The project management team was a good team with a decent manager. We liked each other, helped each other out, and had lots of conversations about doing things better. We were earnest and eager young professionals, most of us holding the title “project manager” for the first time.

We decided that we needed to develop some standard processes and all use the same project management tools to make it easier to track the status of all our work across the different software products we produced and supported. We were in the mode of doing small waterfall/iterative projects, each of us often managing several projects at one time. We settled on Microsoft Project and then turned to standardizing our PM processes and plans.

All of this was reasonably useful, by the way. I enjoyed the vigorous discussions we had and felt that we made solid choices. There were some compromises made but overall, for the types of projects we mostly did, none of it felt too heavy. 

The only problem was that I quickly became the contrarian. I didn’t set out to be, but you know how it goes. I was working with the web team almost exclusively. I started out with a small site design for a subsidiary company. The creative component of web design appealed to me. I liked the team I was working with. My product manager was the wife of an astronaut and given to wildly personal confidences over the salads at lunch. The business analyst was a working musician with a voice like an angel. The webmaster was a fidgety and flirtatious drummer who was a bit of a genius at graphic design. The dev manager was a bass player known for always ordering the largest and most expensive item on the menu whenever we had a team lunch. The QA manager was a handsome Italian-American-Mormon with some weird hang-ups. Over the course of multiple projects, we evolved into a tightly knit, scrappy little family.
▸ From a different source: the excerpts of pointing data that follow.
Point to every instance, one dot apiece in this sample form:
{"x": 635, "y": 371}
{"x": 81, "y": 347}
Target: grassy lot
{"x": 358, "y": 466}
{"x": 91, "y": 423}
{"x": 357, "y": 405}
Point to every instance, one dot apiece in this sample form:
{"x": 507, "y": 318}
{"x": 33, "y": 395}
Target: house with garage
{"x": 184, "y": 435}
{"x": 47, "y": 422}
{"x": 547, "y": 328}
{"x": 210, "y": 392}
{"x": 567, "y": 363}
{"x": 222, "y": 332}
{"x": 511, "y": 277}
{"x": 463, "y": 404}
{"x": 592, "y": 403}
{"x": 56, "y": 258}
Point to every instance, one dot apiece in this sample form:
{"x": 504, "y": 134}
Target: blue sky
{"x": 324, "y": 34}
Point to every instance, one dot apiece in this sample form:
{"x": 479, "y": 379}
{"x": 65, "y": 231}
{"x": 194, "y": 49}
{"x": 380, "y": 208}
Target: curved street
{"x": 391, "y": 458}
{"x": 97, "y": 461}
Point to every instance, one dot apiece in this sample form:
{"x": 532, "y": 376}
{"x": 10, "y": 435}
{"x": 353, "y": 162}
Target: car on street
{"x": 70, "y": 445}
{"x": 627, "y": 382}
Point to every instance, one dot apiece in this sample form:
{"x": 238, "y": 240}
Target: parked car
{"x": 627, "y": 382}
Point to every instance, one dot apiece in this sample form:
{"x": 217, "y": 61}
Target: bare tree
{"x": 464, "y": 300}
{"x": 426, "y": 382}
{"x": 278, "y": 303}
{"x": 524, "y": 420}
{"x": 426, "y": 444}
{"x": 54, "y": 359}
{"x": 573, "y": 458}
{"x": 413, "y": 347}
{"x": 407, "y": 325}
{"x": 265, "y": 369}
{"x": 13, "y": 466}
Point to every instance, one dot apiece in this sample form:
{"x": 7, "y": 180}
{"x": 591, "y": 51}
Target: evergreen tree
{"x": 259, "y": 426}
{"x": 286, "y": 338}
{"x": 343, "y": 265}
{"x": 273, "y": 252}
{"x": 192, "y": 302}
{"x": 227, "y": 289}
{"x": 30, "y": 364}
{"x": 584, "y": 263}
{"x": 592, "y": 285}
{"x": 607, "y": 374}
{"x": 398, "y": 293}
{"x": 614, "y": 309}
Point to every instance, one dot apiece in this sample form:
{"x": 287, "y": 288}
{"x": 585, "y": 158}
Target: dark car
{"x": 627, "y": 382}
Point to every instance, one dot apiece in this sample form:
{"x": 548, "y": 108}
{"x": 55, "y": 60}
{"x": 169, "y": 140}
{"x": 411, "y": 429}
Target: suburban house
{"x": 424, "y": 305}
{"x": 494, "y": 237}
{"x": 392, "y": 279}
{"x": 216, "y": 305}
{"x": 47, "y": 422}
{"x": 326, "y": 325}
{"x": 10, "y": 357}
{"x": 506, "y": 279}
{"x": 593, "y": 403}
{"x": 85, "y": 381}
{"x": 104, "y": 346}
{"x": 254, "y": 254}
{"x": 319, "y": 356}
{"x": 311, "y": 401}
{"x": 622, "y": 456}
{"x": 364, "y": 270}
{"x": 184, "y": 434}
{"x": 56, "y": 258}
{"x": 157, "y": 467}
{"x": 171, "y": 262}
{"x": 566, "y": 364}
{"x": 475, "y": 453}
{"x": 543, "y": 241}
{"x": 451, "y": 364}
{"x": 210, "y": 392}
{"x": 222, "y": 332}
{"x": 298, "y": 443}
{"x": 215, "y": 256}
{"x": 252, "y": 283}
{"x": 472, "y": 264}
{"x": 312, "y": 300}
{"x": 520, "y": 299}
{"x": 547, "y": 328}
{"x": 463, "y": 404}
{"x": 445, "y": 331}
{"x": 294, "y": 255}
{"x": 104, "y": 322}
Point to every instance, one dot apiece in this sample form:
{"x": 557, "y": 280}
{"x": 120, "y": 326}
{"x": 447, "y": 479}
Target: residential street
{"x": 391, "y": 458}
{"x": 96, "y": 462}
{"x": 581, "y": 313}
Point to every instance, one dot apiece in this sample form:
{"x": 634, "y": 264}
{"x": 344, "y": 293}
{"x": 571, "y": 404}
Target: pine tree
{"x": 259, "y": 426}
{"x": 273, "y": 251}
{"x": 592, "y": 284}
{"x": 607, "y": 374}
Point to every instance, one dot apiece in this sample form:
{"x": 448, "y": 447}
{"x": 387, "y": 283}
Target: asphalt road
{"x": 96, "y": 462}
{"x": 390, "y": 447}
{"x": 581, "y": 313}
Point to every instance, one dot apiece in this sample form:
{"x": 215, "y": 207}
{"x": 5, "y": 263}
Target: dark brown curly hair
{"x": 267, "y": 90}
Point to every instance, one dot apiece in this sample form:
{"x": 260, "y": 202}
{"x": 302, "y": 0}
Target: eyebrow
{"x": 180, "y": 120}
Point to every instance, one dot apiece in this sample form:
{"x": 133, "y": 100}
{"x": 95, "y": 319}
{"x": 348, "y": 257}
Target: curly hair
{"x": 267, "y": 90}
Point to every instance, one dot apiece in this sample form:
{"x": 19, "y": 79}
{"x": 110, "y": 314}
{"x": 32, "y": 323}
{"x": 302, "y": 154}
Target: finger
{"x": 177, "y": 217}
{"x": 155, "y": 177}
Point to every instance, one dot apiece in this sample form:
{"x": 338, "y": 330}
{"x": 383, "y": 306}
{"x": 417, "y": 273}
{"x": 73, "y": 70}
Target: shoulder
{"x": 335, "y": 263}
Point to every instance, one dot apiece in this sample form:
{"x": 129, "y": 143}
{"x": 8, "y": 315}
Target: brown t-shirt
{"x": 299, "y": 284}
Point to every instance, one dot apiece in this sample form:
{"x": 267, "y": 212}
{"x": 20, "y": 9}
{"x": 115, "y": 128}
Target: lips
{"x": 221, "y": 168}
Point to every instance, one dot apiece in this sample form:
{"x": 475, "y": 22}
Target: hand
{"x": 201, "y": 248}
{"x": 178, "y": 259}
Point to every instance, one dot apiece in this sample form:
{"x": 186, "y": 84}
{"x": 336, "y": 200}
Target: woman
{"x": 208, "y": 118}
For a big internet project like redesigning a site or adding major functionality, the established project processes worked just fine. We had natural and distinct design/code/test/launch cycles of the work. Breaking a big project into multiple releases still worked within the methodology. But our leadership decided that every website task we did had to fall within a project and be managed as such. Adding a link, refreshing some content, building one or two new pages, or other small site-maintenance tasks just didn’t fit into that framework. At that time, self-publishing tools such as marketing teams use everywhere now just didn’t exist, so all website changes went through IT. I found myself wedged into a corner called “do what you’re told and make everyone miserable or do it the right way and get yer ass fired.” Not a fun place to be.

“I need an alternative to our PM process for this type of work,” I told my manager. “My stakeholders are frustrated because things take too long.”

“You’ll just have to bundle all of their requests into a project,” she told me.

“But that will delay our response for possibly weeks,” I retorted. “And there’s no value in grouping tasks together into projects if they really aren’t a project. There’s no relationship between them, so there’s no synergy in projectizing them.” (Consultant-speak oozing out of every pore. I don’t deny it.)

“That’s the way we do things,” she said. “They’re going to have to get used to it.”

Dear reader, they didn’t get used to it. The marketing department loved our work but they hated our processes so much they hired their own webmaster and cut us out of the loop completely. Turns out, about the time I was fighting this battle, something called Agile was crawling out of the swamp. Maybe it would have saved me. Maybe not. More on that later.